In moral theology, the teacher adored by his public privileges the intention which governs an act to judge its morality. For the Philippe brothers, “the intention that animates their sexual practices is pure, because it seeks to live and express divine love, and not to seek pleasure for its own sake”. If chastity is required of religious, the founder’s doctrine suggests to brothers that the Holy Spirit can lead them to transgress this rule “for a greater good”. The spirituality of the community tends towards quietism and exposes it to abuse: it is enough for the believer to allow himself to be led by God. His cooperation with divine action, and therefore his discernment, matters little. The door is open to the abuse of a spiritual director who would claim a freedom received directly from the Spirit.

Understand and Heal

How did Father Marie-Dominique Philippe, trained by the Dominican order, come to justify practices contrary to the principles of religious life, violating people’s freedom? Historical and psychological studies expose the closed family “system” from which he came: “Father M.-D. Philippe had, from the 1950s, abusive sexual behavior similar to that of his uncle (Dominican Thomas Dehau) , his brother Thomas and his sister Cécile (Dominican nun).The Roman sanctions against them “did not shake the certainties of Father Marie-Dominique Philippe. Rather, they seem to have heightened his skills in trickery and concealment.”

Reading this report, following those of L’Arche and the Dominican order, highlights the failure of religious authorities and the Holy See, unable to manage problematic situations and people for decades.

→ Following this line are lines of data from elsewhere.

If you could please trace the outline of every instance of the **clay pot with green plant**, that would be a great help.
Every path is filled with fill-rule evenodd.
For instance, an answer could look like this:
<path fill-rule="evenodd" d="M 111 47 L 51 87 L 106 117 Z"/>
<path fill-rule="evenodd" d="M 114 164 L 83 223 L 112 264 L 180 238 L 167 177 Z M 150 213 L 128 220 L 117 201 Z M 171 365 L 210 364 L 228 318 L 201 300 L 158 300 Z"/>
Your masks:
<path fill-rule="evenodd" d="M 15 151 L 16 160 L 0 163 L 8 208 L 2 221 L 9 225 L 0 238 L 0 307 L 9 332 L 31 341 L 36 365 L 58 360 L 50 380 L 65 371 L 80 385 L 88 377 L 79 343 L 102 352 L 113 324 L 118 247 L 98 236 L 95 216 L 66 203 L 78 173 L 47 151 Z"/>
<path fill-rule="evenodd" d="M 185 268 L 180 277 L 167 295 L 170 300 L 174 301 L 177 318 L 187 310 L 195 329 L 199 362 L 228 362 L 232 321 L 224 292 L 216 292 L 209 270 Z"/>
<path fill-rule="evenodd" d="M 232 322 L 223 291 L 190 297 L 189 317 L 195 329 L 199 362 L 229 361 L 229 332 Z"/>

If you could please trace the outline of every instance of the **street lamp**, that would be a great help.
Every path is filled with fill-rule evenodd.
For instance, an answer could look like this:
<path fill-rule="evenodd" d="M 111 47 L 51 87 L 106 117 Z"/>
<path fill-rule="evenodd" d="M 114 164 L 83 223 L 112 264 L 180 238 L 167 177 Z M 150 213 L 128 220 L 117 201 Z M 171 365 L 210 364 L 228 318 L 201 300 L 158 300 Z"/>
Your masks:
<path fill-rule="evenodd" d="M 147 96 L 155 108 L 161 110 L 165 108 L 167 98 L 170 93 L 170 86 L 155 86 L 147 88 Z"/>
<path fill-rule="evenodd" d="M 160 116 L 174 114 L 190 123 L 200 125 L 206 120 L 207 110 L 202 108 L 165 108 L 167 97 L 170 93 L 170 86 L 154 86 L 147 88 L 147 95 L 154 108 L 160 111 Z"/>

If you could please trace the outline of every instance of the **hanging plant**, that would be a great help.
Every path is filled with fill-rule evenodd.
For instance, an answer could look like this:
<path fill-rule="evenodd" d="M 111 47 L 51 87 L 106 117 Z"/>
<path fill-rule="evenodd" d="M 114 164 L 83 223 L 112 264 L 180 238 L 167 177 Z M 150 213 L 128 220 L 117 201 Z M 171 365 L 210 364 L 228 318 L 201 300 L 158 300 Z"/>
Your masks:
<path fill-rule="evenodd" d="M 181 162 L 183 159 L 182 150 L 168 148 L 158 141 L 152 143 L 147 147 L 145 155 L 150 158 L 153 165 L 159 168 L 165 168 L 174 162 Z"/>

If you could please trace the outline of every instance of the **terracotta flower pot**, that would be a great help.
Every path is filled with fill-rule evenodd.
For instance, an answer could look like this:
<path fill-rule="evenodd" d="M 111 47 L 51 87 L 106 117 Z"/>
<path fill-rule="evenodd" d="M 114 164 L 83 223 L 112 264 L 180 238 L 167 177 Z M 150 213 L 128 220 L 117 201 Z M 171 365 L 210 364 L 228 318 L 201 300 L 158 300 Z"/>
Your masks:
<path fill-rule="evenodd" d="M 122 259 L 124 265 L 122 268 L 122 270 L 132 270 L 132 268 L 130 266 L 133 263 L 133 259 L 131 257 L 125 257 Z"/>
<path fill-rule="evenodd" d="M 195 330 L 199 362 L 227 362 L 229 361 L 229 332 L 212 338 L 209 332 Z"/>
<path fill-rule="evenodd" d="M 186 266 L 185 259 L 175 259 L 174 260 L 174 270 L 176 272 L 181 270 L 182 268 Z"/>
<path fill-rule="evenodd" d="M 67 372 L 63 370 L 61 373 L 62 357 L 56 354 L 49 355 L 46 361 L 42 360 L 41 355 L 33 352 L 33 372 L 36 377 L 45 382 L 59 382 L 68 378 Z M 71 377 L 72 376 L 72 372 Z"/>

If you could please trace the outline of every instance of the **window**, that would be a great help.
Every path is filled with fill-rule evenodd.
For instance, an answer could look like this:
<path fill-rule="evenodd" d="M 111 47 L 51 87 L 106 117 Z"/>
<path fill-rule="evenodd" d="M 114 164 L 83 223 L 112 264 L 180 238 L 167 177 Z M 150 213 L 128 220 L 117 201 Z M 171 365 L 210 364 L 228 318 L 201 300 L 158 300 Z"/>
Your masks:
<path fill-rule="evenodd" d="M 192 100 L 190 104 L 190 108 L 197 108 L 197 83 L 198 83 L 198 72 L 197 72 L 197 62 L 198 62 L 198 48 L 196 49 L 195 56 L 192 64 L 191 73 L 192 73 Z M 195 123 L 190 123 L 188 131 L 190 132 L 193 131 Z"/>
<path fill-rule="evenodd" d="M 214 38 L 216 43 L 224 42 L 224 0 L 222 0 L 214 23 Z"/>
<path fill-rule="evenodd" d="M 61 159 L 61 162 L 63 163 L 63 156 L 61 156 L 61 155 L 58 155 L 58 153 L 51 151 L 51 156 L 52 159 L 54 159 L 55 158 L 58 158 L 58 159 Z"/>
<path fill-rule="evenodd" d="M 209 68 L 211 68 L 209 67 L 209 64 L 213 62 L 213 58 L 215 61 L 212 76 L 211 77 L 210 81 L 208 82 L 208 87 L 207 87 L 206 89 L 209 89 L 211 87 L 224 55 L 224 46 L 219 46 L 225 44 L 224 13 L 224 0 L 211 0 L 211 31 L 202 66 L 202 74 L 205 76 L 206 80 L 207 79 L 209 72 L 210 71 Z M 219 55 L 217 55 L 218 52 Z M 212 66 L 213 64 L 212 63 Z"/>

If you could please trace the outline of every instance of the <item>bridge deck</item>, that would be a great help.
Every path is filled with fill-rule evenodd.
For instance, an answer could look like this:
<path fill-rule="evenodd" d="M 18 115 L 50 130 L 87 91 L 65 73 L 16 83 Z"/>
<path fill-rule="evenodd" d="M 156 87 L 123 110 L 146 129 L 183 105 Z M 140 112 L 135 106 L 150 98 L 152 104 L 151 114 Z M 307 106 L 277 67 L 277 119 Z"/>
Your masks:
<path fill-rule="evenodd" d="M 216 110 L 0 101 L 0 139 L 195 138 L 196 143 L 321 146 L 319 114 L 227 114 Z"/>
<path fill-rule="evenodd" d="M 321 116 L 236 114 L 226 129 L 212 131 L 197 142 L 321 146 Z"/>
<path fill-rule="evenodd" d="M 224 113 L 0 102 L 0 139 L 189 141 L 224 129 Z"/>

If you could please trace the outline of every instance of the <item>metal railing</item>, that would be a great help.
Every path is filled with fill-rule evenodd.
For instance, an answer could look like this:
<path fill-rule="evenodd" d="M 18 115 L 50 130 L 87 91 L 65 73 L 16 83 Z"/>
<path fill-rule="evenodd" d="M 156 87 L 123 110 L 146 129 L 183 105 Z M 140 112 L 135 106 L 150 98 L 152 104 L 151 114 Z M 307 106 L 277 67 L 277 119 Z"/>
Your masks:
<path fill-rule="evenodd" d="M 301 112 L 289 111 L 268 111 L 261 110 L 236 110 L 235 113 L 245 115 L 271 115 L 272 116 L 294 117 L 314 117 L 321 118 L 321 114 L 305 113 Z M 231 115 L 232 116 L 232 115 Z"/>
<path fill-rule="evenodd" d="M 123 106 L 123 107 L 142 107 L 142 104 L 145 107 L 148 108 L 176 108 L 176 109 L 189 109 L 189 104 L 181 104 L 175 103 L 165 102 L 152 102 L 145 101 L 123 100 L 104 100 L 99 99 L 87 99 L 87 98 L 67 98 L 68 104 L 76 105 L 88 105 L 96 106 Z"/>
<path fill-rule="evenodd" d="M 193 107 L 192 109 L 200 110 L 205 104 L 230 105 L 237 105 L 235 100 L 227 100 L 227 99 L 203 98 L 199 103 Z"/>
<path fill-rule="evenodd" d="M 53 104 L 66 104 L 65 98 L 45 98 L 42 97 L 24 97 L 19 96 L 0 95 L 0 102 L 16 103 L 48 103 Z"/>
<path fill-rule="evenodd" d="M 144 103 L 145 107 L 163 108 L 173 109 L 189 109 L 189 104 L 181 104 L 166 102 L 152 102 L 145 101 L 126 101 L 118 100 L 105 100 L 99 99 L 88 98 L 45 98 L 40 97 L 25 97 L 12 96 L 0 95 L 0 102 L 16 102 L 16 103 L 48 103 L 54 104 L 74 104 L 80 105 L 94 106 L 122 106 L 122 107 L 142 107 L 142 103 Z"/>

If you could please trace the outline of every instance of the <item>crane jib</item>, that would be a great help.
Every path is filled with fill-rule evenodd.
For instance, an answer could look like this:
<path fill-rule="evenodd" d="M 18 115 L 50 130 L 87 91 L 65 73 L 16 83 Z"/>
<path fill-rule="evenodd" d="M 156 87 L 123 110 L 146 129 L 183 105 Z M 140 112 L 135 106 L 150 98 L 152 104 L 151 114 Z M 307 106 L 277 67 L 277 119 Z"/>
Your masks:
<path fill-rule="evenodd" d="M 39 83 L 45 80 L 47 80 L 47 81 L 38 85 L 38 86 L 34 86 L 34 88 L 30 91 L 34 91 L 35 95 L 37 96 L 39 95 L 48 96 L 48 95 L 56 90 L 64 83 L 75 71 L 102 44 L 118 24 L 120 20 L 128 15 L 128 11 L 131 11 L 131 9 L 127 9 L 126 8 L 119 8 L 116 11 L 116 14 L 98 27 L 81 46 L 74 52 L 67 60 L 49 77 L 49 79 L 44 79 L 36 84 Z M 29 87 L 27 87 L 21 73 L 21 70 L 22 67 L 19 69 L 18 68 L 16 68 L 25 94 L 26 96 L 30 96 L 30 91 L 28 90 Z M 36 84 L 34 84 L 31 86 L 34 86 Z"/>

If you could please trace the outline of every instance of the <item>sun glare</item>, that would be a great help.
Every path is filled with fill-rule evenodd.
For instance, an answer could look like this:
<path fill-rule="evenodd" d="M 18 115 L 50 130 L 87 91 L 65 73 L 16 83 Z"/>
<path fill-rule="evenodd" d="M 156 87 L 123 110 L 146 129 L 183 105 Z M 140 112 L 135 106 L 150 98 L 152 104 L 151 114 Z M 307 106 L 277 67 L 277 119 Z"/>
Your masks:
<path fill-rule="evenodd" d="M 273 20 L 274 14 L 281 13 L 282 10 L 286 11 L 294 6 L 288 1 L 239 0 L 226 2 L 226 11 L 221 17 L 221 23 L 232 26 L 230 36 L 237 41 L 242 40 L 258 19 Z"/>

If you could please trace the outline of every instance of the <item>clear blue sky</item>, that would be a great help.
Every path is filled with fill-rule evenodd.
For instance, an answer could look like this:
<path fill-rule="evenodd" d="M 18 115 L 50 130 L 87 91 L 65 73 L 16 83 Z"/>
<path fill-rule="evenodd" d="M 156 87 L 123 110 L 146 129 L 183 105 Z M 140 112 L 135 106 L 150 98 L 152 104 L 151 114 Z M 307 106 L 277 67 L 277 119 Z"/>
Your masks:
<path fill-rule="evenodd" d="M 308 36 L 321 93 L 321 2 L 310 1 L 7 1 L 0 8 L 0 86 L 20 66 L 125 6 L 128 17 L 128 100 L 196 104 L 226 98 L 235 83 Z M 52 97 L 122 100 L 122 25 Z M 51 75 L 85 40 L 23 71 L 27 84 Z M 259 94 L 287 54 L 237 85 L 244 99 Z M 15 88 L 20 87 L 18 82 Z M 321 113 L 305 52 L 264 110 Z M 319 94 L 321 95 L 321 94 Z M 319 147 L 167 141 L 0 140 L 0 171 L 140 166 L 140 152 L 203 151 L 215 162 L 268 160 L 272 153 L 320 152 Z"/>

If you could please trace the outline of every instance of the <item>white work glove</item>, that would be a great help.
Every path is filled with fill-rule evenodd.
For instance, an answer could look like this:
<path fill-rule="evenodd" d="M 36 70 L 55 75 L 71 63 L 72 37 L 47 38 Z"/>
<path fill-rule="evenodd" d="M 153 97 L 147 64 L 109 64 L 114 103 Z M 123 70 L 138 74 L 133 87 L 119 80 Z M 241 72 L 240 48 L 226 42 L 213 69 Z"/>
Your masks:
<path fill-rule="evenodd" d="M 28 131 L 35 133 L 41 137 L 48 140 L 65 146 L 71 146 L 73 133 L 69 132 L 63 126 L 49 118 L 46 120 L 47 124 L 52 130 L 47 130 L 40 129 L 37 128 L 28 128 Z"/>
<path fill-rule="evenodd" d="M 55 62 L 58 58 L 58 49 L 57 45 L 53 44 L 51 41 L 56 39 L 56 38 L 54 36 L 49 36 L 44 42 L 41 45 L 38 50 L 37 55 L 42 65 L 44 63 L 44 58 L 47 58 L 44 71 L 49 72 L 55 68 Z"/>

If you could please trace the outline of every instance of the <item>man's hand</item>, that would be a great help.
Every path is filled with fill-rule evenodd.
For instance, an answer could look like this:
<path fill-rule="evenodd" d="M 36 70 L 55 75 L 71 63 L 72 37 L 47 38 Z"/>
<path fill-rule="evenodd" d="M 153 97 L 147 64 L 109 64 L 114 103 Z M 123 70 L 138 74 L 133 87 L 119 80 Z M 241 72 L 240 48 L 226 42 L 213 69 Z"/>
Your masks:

It raises another question: is it possible to reform a congregation whose founder, bearer of the initial charism, showed such perversity? Shouldn’t it be reorganized from top to bottom, change its name? That of Saint-Jean was linked by the founder to a fusional spirituality denying otherness. The precedent of the Legionaries of Christ, whose founder led a double life and committed sexual abuse, suggests that Rome will not force the brothers of Saint John into deep reform. These two congregations were held in high esteem by Pope John Paul II.

Can the founder’s shadow be dispelled? Not that easy. “A good number of brothers find it difficult to integrate the reality (of sexual abuse and its consequences) into the story of their vocation,” writes psychiatrist Dominique Struyf. Others, who wanted to remain loyal to their founding father, formed a dissident community in Luxembourg under the name of Verbum Spei. Others joined the diocesan clergy, or the Dominicans, or left consecrated life. The sisters of Marie Étoile du Matin, dissidents of the contemplative branch, “continue to refer to Father Marie-Dominique Philippe and Alix Parmentier”. “Among them, no victim has declared themselves”, the report is astonished.

Initially, the victims can address the Commission Recognition and Reparation to obtain financial and moral reparations. We imagine that they will be attentive to the future of the Saint-Jean family.